Today the average number of IT service providers used by European companies sits at around four. But that is likely to rise as the breadth of choice of delivery model becomes an increasingly important part of the outsourcing equation.
Certainly, in terms of global delivery, organisations are looking well beyond India. Already some of the Indian IT service behemoths, such as Satyam and Tata Consultancy Services, are investing in locations as diverse as Hungary and Brazil in order to maintain low costs and satisfy customers’ more diverse cultural and language requirements. “In Europe the language is incredibly fragmented,” says Som Sarma, VP of Satyam Europe. “One reason to set up in somewhere like Budapest is that the populace will often be bilingual.
Eastern European locations are also proving to be more flexible in other ways. Gartner research VP Ian Marriott underlines how governments in these developing outsourcing locations are playing an important role: “They want to encourage foreign investment and create a business environment where individual providers can sell themselves. New EU countries, or those like Romania who are candidate countries, are proving popular for investment by service providers.
This expansion, especially of the Indian providers, is driven by the need to ride the demand curve of offshore services while keeping costs low. “European [IT services] companies might aim for 20% to 25% annual growth – at a push – but the Indians are working within the parameters of 150% growth as the minimum,” says Roger Cox at Gartner. Indian salaries increased by 25% in 2004 and 15% in 2005, but less mature countries, like for example, Vietnam, will have lower wages.
The establishment of this additional tier of service delivery will be welcomed by many customers, giving them a wider set of on-site, near-shore as well as offshore options.
Vendors, too, are seeking to take advantage of more flexible work regimes. Sarma explains that while an Indian work permit takes between nine and 12 weeks to process, and a UK permit four, processing times in countries like the Czech Republic and Hungary can be as little as a fortnight. “Currently a lot of our programme managers are working in Hungary,” he says.
The creation of a truly global footprint is evidence of the maturing of the outsourcing market: so too is the standardisation and industrialisation that analysts are seeing. When it comes to IT-enabled services, “there is a continual battle between standardisation and customisation,” says Cathy Tornbohm, a research director with Gartner. “The vendors want the former, because it reduces costs, but the customers are pushing for the latter.”

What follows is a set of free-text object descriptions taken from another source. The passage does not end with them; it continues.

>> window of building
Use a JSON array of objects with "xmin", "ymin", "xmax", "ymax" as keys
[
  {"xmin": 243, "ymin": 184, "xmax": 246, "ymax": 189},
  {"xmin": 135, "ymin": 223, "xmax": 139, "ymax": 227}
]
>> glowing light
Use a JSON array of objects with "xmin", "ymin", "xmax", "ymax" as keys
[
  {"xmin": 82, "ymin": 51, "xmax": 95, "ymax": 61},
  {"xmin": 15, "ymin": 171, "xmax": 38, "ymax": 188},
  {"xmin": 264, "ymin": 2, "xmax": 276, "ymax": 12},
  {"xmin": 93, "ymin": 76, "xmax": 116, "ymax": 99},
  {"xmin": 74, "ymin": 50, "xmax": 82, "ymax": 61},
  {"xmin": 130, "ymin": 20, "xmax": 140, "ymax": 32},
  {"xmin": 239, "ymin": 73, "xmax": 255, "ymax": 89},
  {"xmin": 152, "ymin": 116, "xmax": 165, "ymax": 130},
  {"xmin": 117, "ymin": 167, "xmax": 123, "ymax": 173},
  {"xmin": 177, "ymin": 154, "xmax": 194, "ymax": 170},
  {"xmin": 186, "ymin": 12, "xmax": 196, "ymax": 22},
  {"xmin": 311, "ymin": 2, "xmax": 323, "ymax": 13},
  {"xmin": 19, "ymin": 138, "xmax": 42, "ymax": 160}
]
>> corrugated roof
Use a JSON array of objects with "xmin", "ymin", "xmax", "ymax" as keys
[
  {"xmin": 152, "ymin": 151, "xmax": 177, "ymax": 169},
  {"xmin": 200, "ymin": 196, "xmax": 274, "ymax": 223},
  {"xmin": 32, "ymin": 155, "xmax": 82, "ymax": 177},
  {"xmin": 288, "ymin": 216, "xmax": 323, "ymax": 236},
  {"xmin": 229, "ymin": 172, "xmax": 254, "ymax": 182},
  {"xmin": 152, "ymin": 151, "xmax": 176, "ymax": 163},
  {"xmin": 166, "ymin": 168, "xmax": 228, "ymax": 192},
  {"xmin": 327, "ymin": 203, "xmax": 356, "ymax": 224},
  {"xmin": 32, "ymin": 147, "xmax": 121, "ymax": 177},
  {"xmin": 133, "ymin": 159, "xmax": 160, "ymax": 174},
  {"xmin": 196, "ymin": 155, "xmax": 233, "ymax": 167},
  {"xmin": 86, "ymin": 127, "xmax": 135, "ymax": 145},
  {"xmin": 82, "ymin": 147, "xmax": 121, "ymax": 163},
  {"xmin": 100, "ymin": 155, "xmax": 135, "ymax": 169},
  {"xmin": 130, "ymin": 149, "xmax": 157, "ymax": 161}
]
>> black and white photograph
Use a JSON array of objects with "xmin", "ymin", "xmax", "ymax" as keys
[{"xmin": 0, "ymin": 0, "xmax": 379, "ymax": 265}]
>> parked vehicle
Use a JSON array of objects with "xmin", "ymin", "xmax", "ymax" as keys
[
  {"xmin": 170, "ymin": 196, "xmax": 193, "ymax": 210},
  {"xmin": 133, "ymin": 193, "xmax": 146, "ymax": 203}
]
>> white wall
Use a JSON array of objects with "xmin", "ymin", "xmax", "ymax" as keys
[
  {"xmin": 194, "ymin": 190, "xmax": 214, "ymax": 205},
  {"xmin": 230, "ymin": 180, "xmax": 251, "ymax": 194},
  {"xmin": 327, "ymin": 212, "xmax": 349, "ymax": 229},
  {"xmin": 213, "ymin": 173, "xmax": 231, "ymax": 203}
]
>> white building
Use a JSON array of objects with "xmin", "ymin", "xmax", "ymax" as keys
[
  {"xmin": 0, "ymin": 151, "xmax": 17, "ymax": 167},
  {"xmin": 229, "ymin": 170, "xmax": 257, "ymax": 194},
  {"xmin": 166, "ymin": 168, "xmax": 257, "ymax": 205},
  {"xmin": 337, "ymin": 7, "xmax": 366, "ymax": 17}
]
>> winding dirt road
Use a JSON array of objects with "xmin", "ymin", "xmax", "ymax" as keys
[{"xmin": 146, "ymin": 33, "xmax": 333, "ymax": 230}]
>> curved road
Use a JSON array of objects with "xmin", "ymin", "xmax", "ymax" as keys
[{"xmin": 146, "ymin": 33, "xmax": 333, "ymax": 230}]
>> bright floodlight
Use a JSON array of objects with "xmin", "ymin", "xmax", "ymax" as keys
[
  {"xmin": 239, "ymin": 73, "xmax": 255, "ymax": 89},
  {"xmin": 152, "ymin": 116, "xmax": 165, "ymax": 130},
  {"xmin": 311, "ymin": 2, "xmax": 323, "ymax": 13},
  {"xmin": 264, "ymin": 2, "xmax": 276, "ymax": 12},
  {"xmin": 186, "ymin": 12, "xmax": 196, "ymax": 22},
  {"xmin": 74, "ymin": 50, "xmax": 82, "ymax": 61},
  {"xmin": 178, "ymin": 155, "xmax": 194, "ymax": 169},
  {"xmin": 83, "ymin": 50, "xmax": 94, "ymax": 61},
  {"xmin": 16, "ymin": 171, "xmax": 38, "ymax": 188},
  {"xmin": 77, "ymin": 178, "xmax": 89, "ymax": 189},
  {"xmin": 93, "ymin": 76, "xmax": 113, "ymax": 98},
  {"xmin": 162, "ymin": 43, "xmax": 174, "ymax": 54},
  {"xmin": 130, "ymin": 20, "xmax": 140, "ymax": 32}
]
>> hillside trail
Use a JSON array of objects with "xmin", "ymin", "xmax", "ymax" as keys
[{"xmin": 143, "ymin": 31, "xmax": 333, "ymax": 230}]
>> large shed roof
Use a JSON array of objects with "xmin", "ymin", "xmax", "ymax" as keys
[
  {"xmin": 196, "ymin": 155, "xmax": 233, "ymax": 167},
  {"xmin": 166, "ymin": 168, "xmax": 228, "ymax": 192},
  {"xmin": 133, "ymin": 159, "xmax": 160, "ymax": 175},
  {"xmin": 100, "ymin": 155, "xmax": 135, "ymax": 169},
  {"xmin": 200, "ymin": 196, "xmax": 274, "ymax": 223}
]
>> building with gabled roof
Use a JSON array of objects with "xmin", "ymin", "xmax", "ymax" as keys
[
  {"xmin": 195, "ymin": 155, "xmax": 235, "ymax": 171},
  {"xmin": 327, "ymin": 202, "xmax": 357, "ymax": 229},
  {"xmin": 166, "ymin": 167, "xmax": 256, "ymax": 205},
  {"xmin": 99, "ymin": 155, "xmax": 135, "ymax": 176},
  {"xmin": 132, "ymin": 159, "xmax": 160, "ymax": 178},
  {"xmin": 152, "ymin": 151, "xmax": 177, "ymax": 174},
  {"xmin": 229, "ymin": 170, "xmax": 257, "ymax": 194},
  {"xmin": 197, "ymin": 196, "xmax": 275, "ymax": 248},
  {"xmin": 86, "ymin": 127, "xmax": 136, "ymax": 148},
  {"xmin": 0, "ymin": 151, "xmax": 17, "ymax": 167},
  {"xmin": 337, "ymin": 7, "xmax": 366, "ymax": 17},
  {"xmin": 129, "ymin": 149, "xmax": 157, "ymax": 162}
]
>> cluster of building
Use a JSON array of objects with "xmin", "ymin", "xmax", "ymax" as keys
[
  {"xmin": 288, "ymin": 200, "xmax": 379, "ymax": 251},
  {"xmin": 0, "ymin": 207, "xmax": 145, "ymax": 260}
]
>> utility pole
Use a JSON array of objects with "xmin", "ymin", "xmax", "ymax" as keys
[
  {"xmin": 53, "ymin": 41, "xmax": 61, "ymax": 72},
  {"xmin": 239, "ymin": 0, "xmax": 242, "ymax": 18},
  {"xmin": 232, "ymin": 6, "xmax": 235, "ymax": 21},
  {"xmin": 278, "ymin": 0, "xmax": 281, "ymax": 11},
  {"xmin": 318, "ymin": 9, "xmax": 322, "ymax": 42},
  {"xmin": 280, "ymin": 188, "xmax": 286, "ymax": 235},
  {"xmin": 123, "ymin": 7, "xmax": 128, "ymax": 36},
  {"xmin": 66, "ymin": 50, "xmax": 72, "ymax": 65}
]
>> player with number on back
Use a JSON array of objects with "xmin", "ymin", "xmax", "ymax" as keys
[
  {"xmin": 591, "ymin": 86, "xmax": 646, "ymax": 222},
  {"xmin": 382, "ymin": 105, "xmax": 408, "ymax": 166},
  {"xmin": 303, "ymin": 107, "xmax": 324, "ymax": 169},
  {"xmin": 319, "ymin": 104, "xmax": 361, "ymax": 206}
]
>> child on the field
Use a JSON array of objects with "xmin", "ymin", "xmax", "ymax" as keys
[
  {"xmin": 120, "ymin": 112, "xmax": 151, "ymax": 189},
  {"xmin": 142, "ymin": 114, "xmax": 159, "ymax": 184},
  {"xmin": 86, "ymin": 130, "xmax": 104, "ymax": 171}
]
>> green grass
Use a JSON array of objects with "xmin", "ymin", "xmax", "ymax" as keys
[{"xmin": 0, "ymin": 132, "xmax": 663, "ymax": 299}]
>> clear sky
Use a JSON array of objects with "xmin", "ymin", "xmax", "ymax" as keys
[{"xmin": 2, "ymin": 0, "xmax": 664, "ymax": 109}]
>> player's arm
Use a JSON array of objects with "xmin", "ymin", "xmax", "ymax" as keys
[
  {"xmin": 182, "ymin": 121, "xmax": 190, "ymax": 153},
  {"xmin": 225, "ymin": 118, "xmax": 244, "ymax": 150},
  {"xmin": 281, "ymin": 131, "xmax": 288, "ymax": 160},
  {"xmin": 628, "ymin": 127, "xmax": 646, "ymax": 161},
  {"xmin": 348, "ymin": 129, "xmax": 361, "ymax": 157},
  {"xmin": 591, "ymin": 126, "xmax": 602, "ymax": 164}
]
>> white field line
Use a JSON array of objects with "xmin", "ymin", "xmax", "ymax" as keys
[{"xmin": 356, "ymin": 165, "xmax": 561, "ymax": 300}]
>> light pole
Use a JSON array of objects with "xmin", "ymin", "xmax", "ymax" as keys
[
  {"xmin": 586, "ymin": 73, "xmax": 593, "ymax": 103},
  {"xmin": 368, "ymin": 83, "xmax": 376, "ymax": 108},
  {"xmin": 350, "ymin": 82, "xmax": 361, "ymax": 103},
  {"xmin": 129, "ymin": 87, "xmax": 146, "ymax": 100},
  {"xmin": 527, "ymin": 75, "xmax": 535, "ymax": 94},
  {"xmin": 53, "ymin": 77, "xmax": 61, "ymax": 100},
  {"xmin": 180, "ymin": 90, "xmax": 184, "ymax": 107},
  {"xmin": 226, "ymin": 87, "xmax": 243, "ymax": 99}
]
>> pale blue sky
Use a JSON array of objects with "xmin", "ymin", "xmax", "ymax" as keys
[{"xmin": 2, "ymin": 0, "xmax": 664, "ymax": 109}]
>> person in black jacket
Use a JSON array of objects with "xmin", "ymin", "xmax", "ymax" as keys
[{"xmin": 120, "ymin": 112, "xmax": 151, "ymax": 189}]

Although at present standardised business processes account for less than 5% of the total business process outsourcing (BPO) market, turning business processes into distinct services, provided on a pay-as-you-go utility basis, promises to cut costs for companies even further. Sarma, however, thinks that customer attitudes to global sourcing still have some maturing to do first.
Part of that maturing involves a shift in emphasis away from cost. Gartner’s Marriott describes how many organisations initially went into outsourcing with the hope of making processes ‘cheaper, faster, better’ – in that order. But progressively their priorities are shifting to become ‘better, faster, cheaper’. And that will only fuel greater demand for delivery models that are multi-tiered.